Ketua Satgas PPKS UNPAD, Antik Bintari menjelaskan bahwa peristiwa kekerasan seksual di lingkungan perguruan tinggi dapat melibatkan mahasiswa, dosen, tenaga kependidikan, warga perguruan tinggi, dan masyarakat umum yang berinterkasi dengan mahasiswa, pendidik dan tenaga kependidikan dalam pelaksanaan Tri Dharma baik berkaitan langsung maupun tidak langsung.
”Dalam Permendikbudristek No. 30 Tahun 2021 dijelaskan bahwa kasus kekerasan seksual yang dapat dilaporkan kepada Satgas PPKS di perguruan tinggi adalah kasus kekerasan seksual yang berkaitan dengan kegiatan Tri Dharma Perguruan Tinggi. Namun demikian hal tersebut dapat diartikan baik yang berkaitan langsung dan tidak langsung, karena bisa saja peristiwa kekerasan seksual terjadi pada civitas akademika bukan dalam konteks Tri Dharma secara langsung, namun dampak yang dirasakan dapat berimplikasi pada fungsi Tri Dharma dikemudian hari. Sebagai contoh apabila yg menjadi pelapor dan terlapor adalah mahasiswa yang berasal dari satu prodi, sangat mungkin pelapor mengalami trauma dan tdk mampu secara psikologis mengikuti proses belajar mengajar (pendidikan) - demikian pula misalnya terjadi antara dosen senior dan dosen junior, meski peristiwanya terjadi di luar aktivitas tridharma, namun dampaknya bagi pelapor akan memengaruhi kinerjanya (karena jadi tidak nyaman bekerja, tidak bisa bergabung dalam kegiatan riset yang sama),” ujar Antik.

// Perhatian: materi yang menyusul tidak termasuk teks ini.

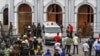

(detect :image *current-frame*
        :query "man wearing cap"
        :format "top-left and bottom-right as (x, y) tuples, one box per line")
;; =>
(33, 36), (39, 49)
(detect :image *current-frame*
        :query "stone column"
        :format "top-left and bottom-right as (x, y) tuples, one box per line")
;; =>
(68, 0), (71, 24)
(9, 0), (14, 24)
(70, 0), (75, 31)
(37, 0), (40, 23)
(34, 0), (38, 25)
(94, 0), (100, 37)
(9, 0), (15, 34)
(39, 0), (43, 24)
(65, 0), (69, 27)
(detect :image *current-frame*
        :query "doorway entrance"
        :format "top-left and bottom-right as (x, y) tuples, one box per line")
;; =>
(47, 4), (62, 25)
(78, 5), (94, 36)
(18, 4), (32, 34)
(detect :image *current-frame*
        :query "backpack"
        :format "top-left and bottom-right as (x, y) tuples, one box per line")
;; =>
(21, 44), (29, 53)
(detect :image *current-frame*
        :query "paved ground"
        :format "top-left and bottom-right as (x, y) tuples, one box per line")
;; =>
(42, 38), (95, 56)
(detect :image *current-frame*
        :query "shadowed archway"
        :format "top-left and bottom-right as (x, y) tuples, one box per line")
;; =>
(18, 4), (32, 34)
(77, 5), (94, 36)
(47, 4), (62, 25)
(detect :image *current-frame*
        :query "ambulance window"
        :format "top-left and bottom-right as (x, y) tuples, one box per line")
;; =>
(45, 27), (61, 33)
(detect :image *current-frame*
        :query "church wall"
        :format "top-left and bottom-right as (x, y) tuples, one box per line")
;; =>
(57, 0), (65, 6)
(26, 0), (34, 5)
(43, 0), (65, 23)
(75, 0), (97, 37)
(44, 0), (51, 6)
(88, 0), (96, 7)
(14, 0), (22, 6)
(75, 0), (83, 6)
(0, 0), (8, 24)
(14, 0), (35, 34)
(0, 0), (99, 37)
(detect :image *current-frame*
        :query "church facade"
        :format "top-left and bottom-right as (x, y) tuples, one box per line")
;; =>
(0, 0), (100, 37)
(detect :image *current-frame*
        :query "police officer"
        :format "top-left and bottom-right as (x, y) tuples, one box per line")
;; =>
(8, 22), (13, 36)
(32, 22), (36, 36)
(36, 23), (42, 38)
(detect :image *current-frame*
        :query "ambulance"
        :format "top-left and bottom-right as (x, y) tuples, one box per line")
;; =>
(42, 21), (62, 44)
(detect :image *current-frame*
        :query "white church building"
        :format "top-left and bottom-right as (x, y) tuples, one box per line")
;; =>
(0, 0), (100, 37)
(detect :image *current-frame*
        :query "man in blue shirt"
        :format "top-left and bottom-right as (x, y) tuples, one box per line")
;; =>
(44, 49), (51, 56)
(94, 40), (100, 56)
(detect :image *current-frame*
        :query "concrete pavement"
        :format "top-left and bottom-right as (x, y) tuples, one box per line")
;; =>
(42, 38), (95, 56)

Fitra mengatakan kepentingan terbaik bagi korban menjadi landasan prinsip satgas PPKS dalam proses penanganan kasus kekerasan seksual di lingkungan perguruan tinggi.
”Satgas PPKS perlu menerapkan prinsip-prinsip yang tepat untuk memastikan upaya-upaya pencegahan dan penanganan kekerasan seksual berpihak pada kepentingan terbaik bagi Korban untuk pemulihan, penegakan hukum dan menjamin ketidakberulangan kasus. Satgas PPKS juga wajib memastikan seluruh entitas yang terlibat di perguruan tinggi menjadi penerima manfaat dari Upaya-upaya yang dirancang, termasuk masyarakat umum dan warga perguruan tinggi lainnya yang berinteraksi dengan mahasiswa, pendidik dan tenaga kependidikan dalam pelaksanaan Tri Dharma Perguruan tinggi.”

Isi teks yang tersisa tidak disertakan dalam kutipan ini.